[ckan-dev] Something very cool - data pipelines on CKAN

Florian May florian.wendelin.mayer at gmail.com
Sat Sep 19 00:48:18 UTC 2015


Thanks Denis!

I thought long and hard about the automation of generating products from
data resources. I like the idea of sandboxed ipython notebooks! With
datacats providing a dockerised CKAN, auto-provisioning Jupyter docker
containers on demand to develop / run iPy notebooks wouldn't be that far
away, right?

Actually we have a semi-automated solution in place to generate products
from data. I'll add that to the CKAN-o-Sweave example soon.
Our users each have access to their own account on an RStudio Server
instance. Each of them has a local, version-controlled copy of our
reporting repo (CKAN o' Sweave's precursor) in their RStudio Server account.
For each dataset and resulting figure(s), we have one R script that reads
the data (CSV) directly from CKAN, generates one or several figures (as
PDF) from the data (or runs any kind of analysis we need) and finally
uploads itself (as TXT) and the figures back to CKAN (overwriting the
previous versions of code TXT and figure PDF(s)). The script sources a
secret (gitignored) file with the respective user's CKAN API key (required
for upload to CKAN using ckanr::resource_update()).
These scripts are under version control inside our reporting code repo
(I'll add an example to CKAN-o-Sweave in a similar way).
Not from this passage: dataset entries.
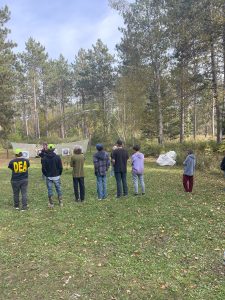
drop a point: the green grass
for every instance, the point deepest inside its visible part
(164, 245)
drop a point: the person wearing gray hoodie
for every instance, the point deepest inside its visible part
(101, 162)
(189, 169)
(137, 162)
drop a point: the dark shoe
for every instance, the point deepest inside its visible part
(24, 208)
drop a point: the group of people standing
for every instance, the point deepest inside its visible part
(102, 162)
(52, 168)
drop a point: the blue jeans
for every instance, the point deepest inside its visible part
(20, 186)
(139, 177)
(79, 189)
(121, 177)
(101, 186)
(57, 184)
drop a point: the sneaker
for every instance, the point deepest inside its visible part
(24, 208)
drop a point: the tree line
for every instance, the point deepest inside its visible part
(167, 82)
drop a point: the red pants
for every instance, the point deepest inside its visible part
(188, 183)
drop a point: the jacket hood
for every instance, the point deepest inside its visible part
(101, 155)
(50, 154)
(139, 155)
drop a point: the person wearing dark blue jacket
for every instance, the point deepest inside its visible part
(52, 169)
(19, 179)
(101, 162)
(189, 169)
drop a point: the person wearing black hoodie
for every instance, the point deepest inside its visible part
(101, 162)
(189, 169)
(52, 169)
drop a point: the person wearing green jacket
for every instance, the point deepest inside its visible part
(77, 163)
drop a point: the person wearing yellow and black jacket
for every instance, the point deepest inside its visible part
(19, 180)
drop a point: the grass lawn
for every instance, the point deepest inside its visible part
(164, 245)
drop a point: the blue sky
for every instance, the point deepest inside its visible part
(63, 26)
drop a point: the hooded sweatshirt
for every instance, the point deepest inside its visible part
(51, 164)
(189, 165)
(101, 162)
(19, 167)
(137, 161)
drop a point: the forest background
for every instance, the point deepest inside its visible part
(165, 84)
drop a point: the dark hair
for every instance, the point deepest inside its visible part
(99, 147)
(19, 154)
(77, 151)
(119, 142)
(136, 147)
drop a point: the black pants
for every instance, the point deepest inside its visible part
(79, 189)
(121, 177)
(20, 186)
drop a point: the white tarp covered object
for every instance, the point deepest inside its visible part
(32, 149)
(167, 159)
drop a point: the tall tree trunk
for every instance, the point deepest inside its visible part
(223, 115)
(159, 104)
(215, 92)
(182, 112)
(195, 113)
(46, 122)
(36, 115)
(84, 123)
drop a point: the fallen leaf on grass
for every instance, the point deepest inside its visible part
(164, 286)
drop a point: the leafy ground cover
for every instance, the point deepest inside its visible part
(164, 245)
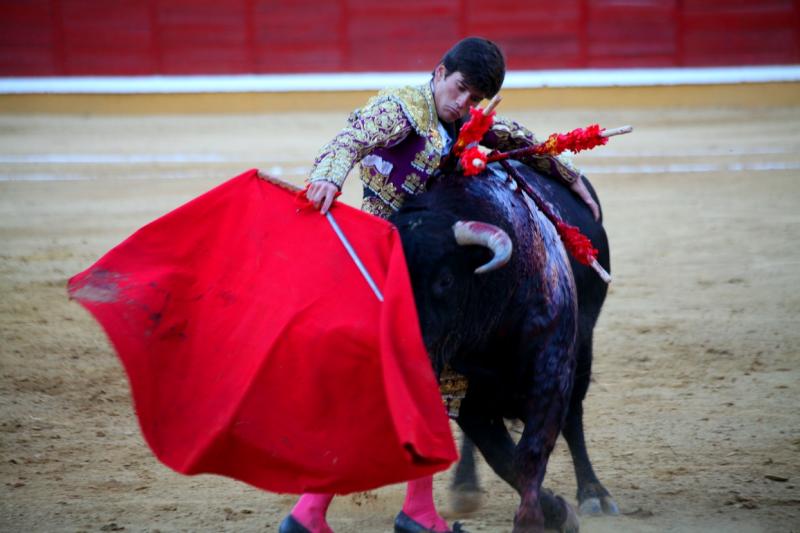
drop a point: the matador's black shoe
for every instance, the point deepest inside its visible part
(405, 524)
(291, 525)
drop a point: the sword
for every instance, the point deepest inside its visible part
(336, 229)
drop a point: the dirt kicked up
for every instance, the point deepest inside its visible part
(693, 419)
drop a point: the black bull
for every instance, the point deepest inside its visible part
(521, 333)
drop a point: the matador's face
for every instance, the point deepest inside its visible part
(452, 96)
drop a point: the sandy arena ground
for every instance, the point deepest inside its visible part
(694, 415)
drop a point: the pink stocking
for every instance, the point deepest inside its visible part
(310, 511)
(420, 507)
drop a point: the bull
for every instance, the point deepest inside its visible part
(593, 498)
(498, 304)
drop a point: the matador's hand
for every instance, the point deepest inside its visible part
(321, 194)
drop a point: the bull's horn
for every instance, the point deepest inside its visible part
(483, 234)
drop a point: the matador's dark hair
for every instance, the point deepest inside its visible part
(481, 63)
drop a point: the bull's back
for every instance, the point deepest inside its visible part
(591, 289)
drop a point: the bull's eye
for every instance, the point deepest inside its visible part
(443, 282)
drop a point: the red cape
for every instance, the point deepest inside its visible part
(255, 349)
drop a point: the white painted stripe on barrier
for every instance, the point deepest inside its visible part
(353, 81)
(277, 171)
(178, 158)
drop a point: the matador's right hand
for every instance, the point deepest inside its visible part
(321, 194)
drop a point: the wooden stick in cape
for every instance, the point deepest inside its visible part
(336, 229)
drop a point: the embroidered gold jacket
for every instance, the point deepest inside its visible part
(396, 138)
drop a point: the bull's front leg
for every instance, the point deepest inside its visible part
(545, 409)
(489, 433)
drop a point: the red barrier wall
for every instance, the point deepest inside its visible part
(139, 37)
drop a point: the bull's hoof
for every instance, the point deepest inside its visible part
(571, 524)
(405, 524)
(596, 501)
(291, 525)
(599, 506)
(465, 499)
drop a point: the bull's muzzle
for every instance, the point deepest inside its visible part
(472, 232)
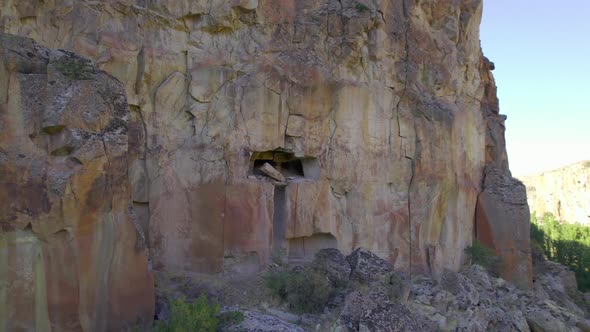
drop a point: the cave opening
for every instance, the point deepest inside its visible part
(290, 166)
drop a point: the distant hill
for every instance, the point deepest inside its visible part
(564, 192)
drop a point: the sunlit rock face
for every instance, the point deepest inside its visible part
(71, 255)
(371, 109)
(563, 192)
(502, 218)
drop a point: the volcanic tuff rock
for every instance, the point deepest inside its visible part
(469, 301)
(71, 255)
(381, 115)
(564, 192)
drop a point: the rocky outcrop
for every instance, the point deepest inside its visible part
(72, 257)
(378, 114)
(470, 300)
(564, 192)
(502, 218)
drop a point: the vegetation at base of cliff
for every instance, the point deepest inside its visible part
(200, 315)
(484, 256)
(565, 243)
(361, 7)
(304, 291)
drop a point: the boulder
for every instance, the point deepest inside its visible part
(334, 265)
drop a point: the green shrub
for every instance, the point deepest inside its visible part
(230, 318)
(305, 291)
(565, 243)
(482, 255)
(200, 315)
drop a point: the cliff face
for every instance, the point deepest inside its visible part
(71, 257)
(374, 111)
(564, 192)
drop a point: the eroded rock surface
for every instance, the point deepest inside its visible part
(72, 257)
(381, 101)
(563, 192)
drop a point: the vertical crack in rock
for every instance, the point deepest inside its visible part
(279, 220)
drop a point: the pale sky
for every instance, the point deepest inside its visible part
(541, 50)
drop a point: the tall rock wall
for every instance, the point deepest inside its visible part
(502, 218)
(371, 109)
(563, 192)
(71, 255)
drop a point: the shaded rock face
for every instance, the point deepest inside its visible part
(379, 101)
(563, 192)
(379, 104)
(502, 217)
(71, 255)
(470, 300)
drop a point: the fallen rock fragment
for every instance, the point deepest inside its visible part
(272, 172)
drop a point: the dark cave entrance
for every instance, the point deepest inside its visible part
(290, 166)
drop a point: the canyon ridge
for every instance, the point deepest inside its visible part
(215, 136)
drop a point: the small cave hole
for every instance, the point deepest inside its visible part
(287, 163)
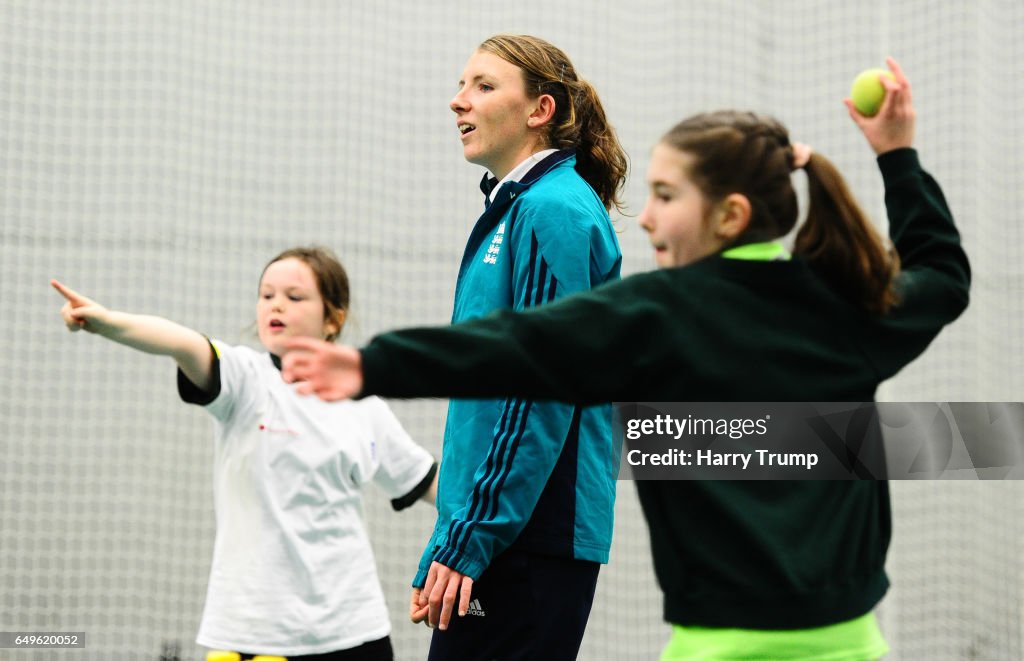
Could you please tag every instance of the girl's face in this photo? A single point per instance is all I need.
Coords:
(678, 218)
(493, 114)
(290, 305)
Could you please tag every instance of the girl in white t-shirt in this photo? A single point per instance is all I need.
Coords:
(293, 571)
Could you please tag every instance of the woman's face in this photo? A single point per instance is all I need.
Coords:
(493, 114)
(678, 218)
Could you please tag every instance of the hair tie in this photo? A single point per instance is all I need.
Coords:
(801, 155)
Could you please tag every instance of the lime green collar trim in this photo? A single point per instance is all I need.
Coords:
(766, 252)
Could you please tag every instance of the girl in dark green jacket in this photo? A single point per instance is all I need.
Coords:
(752, 569)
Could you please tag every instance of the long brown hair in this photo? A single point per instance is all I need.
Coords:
(580, 121)
(332, 280)
(751, 155)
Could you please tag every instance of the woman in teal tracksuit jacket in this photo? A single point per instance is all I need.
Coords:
(526, 489)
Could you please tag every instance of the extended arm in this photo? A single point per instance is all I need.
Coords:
(144, 333)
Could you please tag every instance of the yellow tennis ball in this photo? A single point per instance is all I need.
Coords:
(867, 91)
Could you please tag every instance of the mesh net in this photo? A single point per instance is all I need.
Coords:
(156, 155)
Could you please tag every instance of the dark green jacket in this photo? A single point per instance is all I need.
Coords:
(754, 555)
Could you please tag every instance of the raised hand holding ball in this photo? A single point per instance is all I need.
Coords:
(867, 92)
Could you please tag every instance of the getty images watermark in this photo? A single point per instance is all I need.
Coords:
(820, 440)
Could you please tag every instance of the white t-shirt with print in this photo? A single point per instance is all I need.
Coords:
(293, 571)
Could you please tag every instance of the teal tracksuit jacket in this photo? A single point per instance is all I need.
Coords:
(539, 477)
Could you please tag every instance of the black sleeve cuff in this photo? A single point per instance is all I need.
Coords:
(193, 394)
(401, 502)
(374, 370)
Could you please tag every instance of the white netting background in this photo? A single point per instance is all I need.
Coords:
(156, 155)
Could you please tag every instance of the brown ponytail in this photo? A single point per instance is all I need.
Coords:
(580, 121)
(840, 243)
(744, 152)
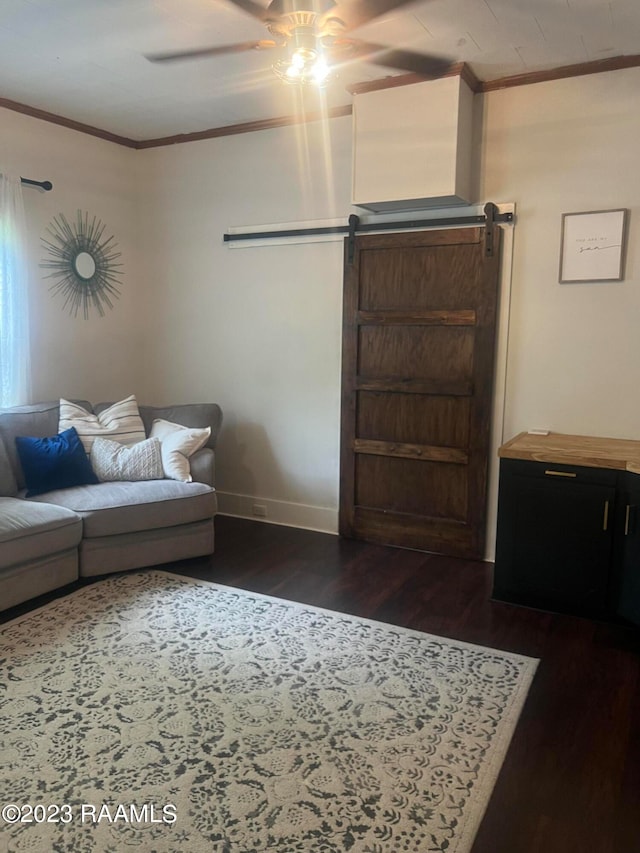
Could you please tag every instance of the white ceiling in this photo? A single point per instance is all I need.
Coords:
(85, 59)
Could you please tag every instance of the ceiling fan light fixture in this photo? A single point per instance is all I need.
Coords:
(302, 67)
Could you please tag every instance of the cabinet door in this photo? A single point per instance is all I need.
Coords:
(627, 600)
(555, 535)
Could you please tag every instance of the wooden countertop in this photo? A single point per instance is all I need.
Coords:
(590, 451)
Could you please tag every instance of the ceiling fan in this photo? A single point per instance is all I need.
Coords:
(312, 37)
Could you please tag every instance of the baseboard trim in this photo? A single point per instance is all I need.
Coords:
(320, 518)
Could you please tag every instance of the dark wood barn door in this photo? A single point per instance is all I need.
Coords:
(417, 380)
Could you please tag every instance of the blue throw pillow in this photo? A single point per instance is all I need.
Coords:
(58, 462)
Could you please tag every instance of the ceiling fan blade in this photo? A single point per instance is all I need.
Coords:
(358, 12)
(203, 52)
(424, 64)
(252, 8)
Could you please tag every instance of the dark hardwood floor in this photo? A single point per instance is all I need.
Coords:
(571, 780)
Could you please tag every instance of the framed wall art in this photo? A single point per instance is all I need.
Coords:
(593, 245)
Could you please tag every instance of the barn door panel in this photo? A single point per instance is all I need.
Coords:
(418, 354)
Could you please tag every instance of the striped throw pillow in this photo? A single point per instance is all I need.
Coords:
(121, 422)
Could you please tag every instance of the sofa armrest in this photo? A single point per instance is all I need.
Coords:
(202, 464)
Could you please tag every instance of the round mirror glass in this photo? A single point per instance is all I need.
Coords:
(84, 265)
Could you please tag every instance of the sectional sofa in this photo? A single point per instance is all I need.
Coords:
(50, 539)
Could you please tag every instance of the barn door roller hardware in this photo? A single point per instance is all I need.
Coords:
(44, 185)
(489, 219)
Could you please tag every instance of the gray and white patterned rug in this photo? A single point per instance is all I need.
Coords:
(152, 713)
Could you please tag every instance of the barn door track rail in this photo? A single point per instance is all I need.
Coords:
(490, 217)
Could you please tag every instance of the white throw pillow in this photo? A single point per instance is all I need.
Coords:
(121, 422)
(112, 461)
(177, 444)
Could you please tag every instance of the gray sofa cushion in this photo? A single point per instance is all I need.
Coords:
(8, 484)
(38, 420)
(109, 509)
(29, 531)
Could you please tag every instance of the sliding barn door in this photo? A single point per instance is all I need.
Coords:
(418, 356)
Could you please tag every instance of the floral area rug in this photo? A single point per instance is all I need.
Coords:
(150, 712)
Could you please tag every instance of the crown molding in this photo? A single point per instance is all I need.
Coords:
(246, 127)
(52, 118)
(614, 63)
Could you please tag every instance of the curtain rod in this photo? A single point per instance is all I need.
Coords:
(45, 185)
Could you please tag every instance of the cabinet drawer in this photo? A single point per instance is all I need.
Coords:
(559, 473)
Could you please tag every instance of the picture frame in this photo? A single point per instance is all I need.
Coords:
(593, 245)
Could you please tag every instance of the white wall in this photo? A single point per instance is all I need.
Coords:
(256, 329)
(554, 148)
(94, 359)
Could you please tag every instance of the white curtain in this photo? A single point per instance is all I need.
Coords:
(15, 361)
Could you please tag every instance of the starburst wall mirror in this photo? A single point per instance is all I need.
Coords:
(84, 264)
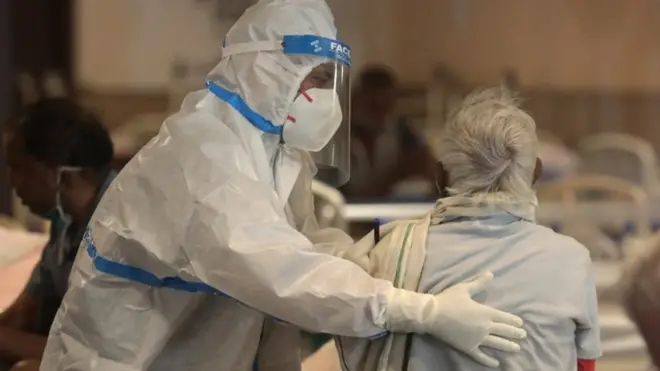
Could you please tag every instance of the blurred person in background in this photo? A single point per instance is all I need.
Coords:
(558, 160)
(485, 220)
(59, 157)
(385, 148)
(640, 287)
(208, 234)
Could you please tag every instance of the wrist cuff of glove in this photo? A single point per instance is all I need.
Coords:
(407, 311)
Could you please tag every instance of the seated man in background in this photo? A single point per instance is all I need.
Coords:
(485, 221)
(385, 149)
(59, 158)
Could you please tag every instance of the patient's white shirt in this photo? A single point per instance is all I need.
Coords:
(543, 277)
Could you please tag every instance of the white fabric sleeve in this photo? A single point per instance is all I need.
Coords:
(241, 244)
(587, 333)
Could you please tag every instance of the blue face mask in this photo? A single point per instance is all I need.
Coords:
(58, 218)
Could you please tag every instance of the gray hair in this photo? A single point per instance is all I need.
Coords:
(489, 145)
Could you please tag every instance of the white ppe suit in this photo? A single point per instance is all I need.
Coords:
(214, 217)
That provides us with the following situation:
- creating these scripts is very easy - we simply take working R code
(producing a figure from a data.frame), prepend it with the "load CKAN
resource into R data.frame" code, and append the "upload code and products
back to CKAN" code.
- to produce the products from data once data are refreshed, we simply
"source" the R script. That's one user-friendly click of a button in
RStudio. Doesn't get any easier than that!
- my researchers have full access to the actual script. I found that every
layer of abstraction introduces an order of magnitude of possible bugs and
confusion for end users.
- we went with R instead of Python as our end users' skill base is more
around R than Python. YMMV.
- scripts can be run on demand, or as part of another
"refresh_all_the_figures.R" script. This allows any automation we require
later on, but keeps things simple and on-demand at the same time.
- every user is authenticated with their own CKAN API key, so their actions
are logged, and we can kick the right behinds in case of mishaps.
- the scripts of many authors sit in the same code repo as the reports, so
they are within reach when needed, and serve as a simple library of
existing solutions to steal from.

We deliberately separated the process of processing data and compiling the
reports for the following reasons:
- performance: the products are produced once, and read often. It makes
sense to compile them when the data comes in, not when they are accessed /
read.
- separation of concerns: the products are used not only for the reports,
so we don't want to tie these two processes too tightly together.
- scalability: both requirements to the analyses and the reports evolve
constantly, so any level of abstraction and any tight integration creates a
maintenance footprint. Keeping things light-weight allows to "move fast and
break things".
- qa: having a human brain between data coming in (which is a manual
process to update the CKAN data resource anyways) and making sure the
product still makes sense is hard to automate. My users like feeling in
charge of the QA step and being able to fiddle with the product where and
when necessary - especially when their name (as the dataset maintainer) and
"last updated on" date signs off their update to the CKAN dataset.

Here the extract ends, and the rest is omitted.